Students in Missouri, who last week brought about the resignation of the president of the university, camped out in tents on campus. During one of the protests, they declared the area a “safe space,” requesting via Twitter that the media not enter in order to protect it from “disingenuous and twisted narratives.”
The media blockade has sparked a debate as to whether the students violated freedom of speech and the right to information. Furthermore, the controversy has split opinions in response to racist actions on university grounds into two opposing camps. The first of these brands the young students as “spoiled,” accusing them of not wanting to listen to opposing views, and condemning the trend that in recent years has led to film screenings and speakers being censured because the students did not agree with their views. The second camp wants to separate discussions about limits to freedom of speech from the debate about tolerance of racist actions being reported from inside the universities.

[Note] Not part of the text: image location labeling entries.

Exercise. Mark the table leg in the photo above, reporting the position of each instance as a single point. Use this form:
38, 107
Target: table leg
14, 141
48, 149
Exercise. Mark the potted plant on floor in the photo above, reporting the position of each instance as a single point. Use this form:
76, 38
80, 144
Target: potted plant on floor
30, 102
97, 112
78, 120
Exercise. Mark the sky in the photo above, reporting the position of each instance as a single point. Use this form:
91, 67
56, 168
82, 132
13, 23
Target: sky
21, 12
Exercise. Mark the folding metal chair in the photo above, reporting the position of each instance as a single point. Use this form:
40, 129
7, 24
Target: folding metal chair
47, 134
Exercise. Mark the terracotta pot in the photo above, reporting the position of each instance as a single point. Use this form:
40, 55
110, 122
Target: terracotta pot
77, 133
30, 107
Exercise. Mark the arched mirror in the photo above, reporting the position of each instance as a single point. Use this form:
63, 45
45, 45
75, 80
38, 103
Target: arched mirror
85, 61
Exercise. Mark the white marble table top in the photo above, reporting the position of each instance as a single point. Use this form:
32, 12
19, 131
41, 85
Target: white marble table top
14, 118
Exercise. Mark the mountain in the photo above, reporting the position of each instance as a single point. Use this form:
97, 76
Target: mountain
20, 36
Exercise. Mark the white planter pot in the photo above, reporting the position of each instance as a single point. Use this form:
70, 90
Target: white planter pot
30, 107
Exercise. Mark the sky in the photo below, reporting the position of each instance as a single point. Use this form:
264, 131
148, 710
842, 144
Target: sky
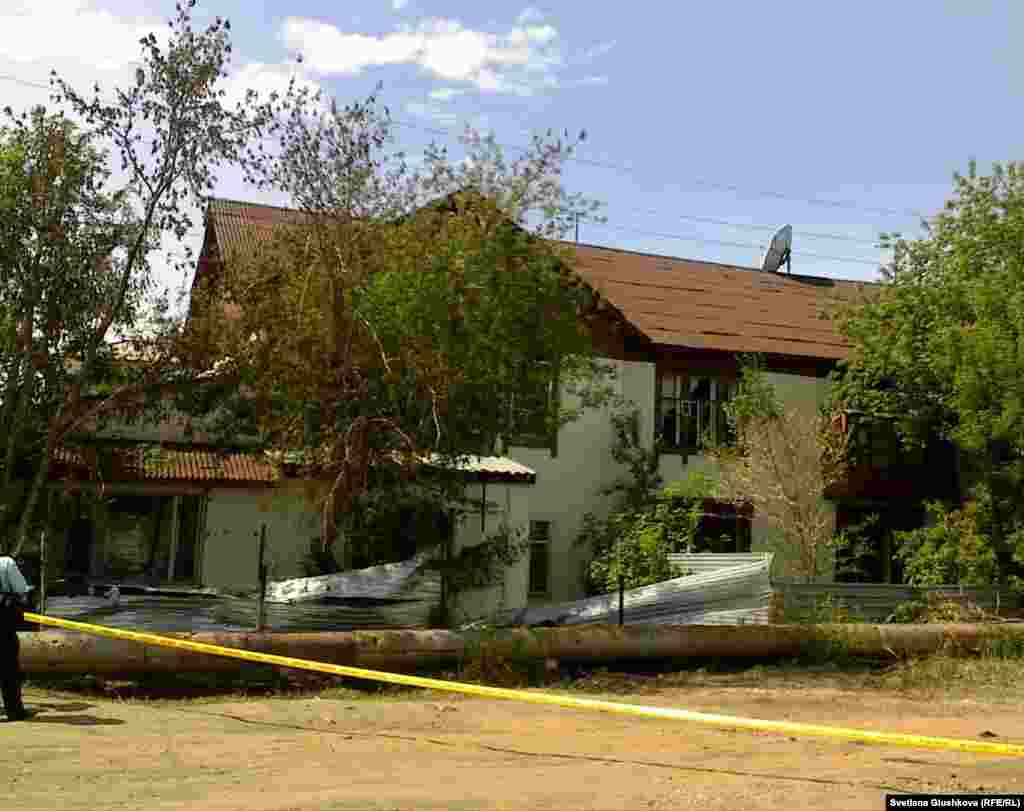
710, 125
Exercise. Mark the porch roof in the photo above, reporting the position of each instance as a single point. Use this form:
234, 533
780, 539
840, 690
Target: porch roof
154, 462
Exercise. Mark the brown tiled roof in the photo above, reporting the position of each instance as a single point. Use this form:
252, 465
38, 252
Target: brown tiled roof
152, 462
240, 225
704, 305
674, 302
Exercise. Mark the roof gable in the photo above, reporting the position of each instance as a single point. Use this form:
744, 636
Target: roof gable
704, 305
671, 301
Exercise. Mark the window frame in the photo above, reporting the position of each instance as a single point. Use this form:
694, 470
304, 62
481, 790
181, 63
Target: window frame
517, 435
698, 413
539, 540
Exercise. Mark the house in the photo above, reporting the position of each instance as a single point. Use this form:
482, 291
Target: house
674, 332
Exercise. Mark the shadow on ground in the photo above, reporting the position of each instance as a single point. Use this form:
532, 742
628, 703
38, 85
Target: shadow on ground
65, 713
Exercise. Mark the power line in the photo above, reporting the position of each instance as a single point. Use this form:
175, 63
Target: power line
709, 241
754, 226
660, 235
623, 169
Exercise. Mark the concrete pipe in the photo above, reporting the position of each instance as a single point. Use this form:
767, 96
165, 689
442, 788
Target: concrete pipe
410, 650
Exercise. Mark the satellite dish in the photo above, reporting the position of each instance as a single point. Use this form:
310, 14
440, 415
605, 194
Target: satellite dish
778, 251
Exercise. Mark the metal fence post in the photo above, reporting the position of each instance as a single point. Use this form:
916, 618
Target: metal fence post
622, 600
261, 571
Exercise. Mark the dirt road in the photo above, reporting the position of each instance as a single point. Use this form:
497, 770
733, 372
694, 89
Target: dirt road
437, 751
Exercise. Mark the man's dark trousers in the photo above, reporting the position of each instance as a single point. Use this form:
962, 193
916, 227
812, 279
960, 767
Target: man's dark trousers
10, 671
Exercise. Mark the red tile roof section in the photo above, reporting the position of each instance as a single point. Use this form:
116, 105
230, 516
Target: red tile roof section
704, 305
146, 462
242, 225
674, 302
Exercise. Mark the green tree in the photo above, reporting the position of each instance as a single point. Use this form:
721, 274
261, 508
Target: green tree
783, 462
937, 351
75, 292
647, 520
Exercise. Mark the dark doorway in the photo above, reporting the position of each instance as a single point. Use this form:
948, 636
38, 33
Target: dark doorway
80, 539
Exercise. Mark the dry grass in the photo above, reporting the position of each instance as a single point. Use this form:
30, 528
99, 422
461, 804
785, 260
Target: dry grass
993, 677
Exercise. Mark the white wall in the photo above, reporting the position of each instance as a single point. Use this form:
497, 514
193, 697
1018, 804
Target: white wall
229, 547
511, 504
569, 484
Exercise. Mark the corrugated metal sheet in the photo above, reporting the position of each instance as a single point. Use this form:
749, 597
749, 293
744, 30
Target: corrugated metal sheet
154, 462
877, 601
700, 562
706, 305
392, 595
732, 595
499, 468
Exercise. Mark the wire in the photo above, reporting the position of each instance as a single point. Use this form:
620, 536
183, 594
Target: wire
707, 240
708, 220
754, 226
623, 169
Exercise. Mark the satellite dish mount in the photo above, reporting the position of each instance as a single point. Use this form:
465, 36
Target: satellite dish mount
779, 251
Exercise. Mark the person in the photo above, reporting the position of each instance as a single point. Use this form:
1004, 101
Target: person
13, 594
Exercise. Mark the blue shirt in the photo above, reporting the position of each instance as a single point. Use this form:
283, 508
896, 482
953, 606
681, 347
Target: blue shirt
11, 580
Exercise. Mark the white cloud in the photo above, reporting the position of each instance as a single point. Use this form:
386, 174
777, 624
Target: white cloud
521, 59
445, 93
432, 112
530, 14
72, 31
265, 79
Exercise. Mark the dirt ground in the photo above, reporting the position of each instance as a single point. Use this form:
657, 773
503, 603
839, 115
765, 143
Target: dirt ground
428, 751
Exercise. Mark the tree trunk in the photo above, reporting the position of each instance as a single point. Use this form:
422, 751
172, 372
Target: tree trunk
38, 482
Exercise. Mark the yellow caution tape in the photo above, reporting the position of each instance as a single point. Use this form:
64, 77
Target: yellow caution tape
729, 722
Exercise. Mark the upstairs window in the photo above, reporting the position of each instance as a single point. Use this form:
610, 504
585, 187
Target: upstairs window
540, 557
529, 406
689, 413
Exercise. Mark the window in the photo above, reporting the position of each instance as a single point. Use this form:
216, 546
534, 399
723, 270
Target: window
529, 406
724, 527
540, 556
690, 413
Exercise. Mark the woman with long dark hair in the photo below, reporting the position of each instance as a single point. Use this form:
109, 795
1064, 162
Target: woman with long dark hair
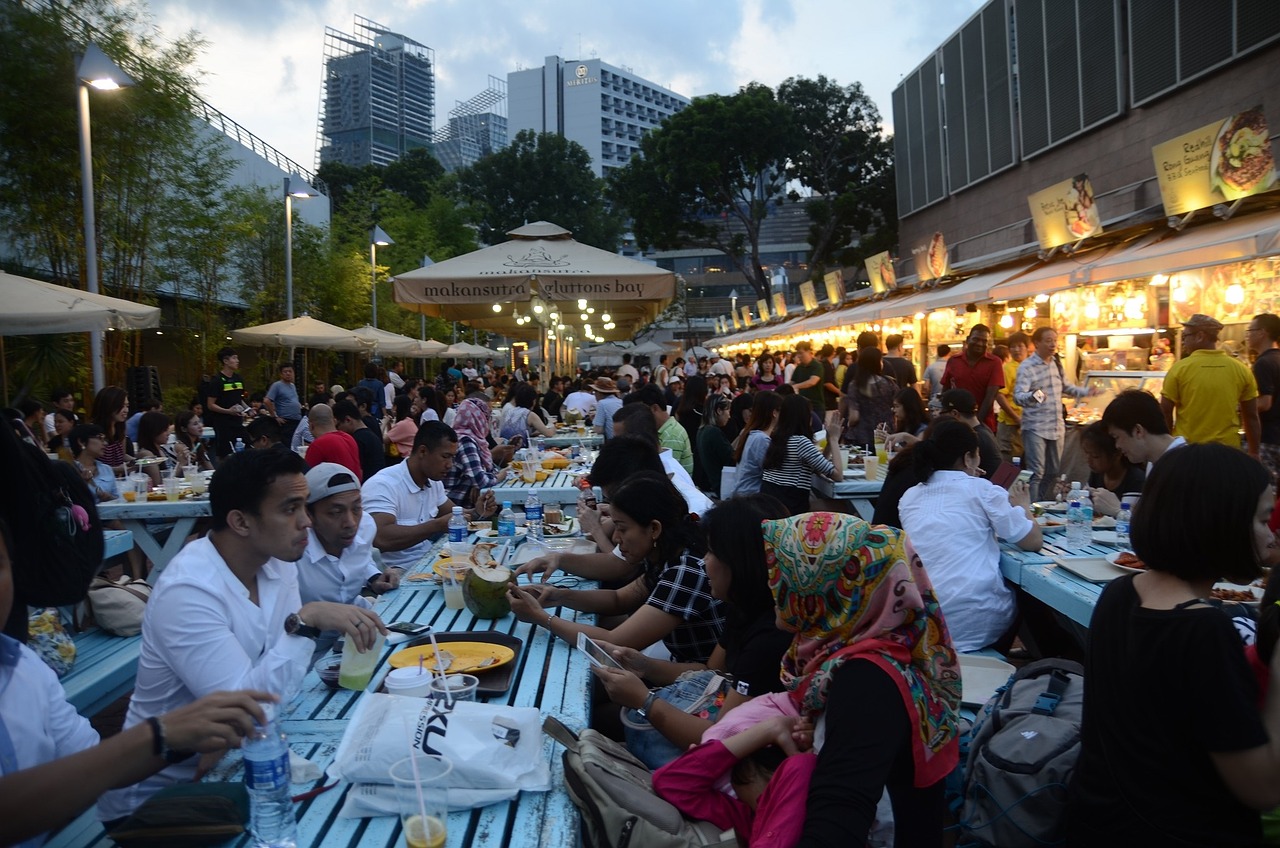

At Yale, a controversy arose after the administration sent a “potentially offensive” message to students about Halloween costumes. At Princeton, students blocked rapper Big Sean’s graduation speech because they claimed his lyrics were misogynistic. At Harvard, a professor of law reported that he could not mention rape cases in class because of the risk it might “bring back” traumatic memories. In Colorado, students requested that the film “Stonewall” was not shown because, in their opinion, it does not adequately represent the role of African-Americans in the gay rights movement. And in Missouri, a teacher wrote that he had heard the “N-word” (referring to the derogatory term “nigger”) “too many times to keep count.”
In all these cases, the students have defended the existence of “safe spaces” in universities. The concept originated in the U.S. in the 1960s in bars and premises where the gay community, which was persecuted by the law, could gather. As the author Malcolm Harris writes in [a post for] Fusion, the feminist movement subsequently adopted the model by creating meeting and discussion areas. “A safe space was not free from internal disagreement, but it did mean a devotion to a common political project,” he explains. “Those who attempted to undermine the movement — deliberately or not — would be kept outside.”
This idea would have justified the decision of the Missouri students to expel an ESPN reporter covering the attendance of football team members in the protest, even though this went against the limits of freedom of speech.
American society provides the most support to the right to make public statements that are offensive to minority groups — 67 percent of the population are in agreement — or to insult their beliefs and religion — with 77 percent in agreement, according to the latest survey of global attitudes by the Pew Research Center. The average in the rest of the world is 35 percent in both cases.
But there are some who hold a different interpretation. Jamelle Bouie, a journalist for Slate, recalled in an interview on NPR that during his time at university, “there were things I did not do and places I did not go because I just didn’t want to have to deal with the possibility of being faced with a racist slur.” To those who respond that students like those at Missouri and Yale should “toughen up,” Bouie asks them to “imagine what it would be like to be at a place [the university] that is functionally your home” and not be able to enjoy it “because you’re worried about someone using words that come with an implicit threat.”
Bouie refers to those who have accused the students of Missouri and Yale of “militarizing” the use of safe spaces and of starting up a “new intolerance of student activism,” as Conor Friedersdorf wrote in The Atlantic. A first editorial of The Wall Street Journal described the students as “Little Robespierres.” A second reported that the mentality of the new generation “threatens to undermine or destroy universities as a place of learning” and that “as liberal adults abdicate, the kids take charge on the campus.” “Whatever one thinks of their use in these two contexts, it is difficult to imagine any idea that is less compatible with the goals of a university,” says the conservative magazine The National Review in an article entitled “Silly Student Protestors Have It Wrong.”
“The conversation about freedom of speech has sort of taken away from the fact that you have, at multiple selective, predominantly white institutions, minority students — and predominantly blacks — saying, we do not feel welcome on these campuses,” adds Bouie. Agreeing with him, the writer Roxane Gay in The New York Times defends freedom of speech even when it is used in order to insult, but says that this “does not guarantee freedom from consequence.” Gay regrets that “rather than examine why the activists needed safe space, most people wrapped themselves in the Constitution…”
From social networks to newspaper editorials, the debate that began in Ferguson and has arrived at the university campus is still valid after more than a week of protests and without the two warring parties agreeing on what must be resolved first: the presence of students denouncing racism or their interpretation of safe spaces and the consequences for freedom.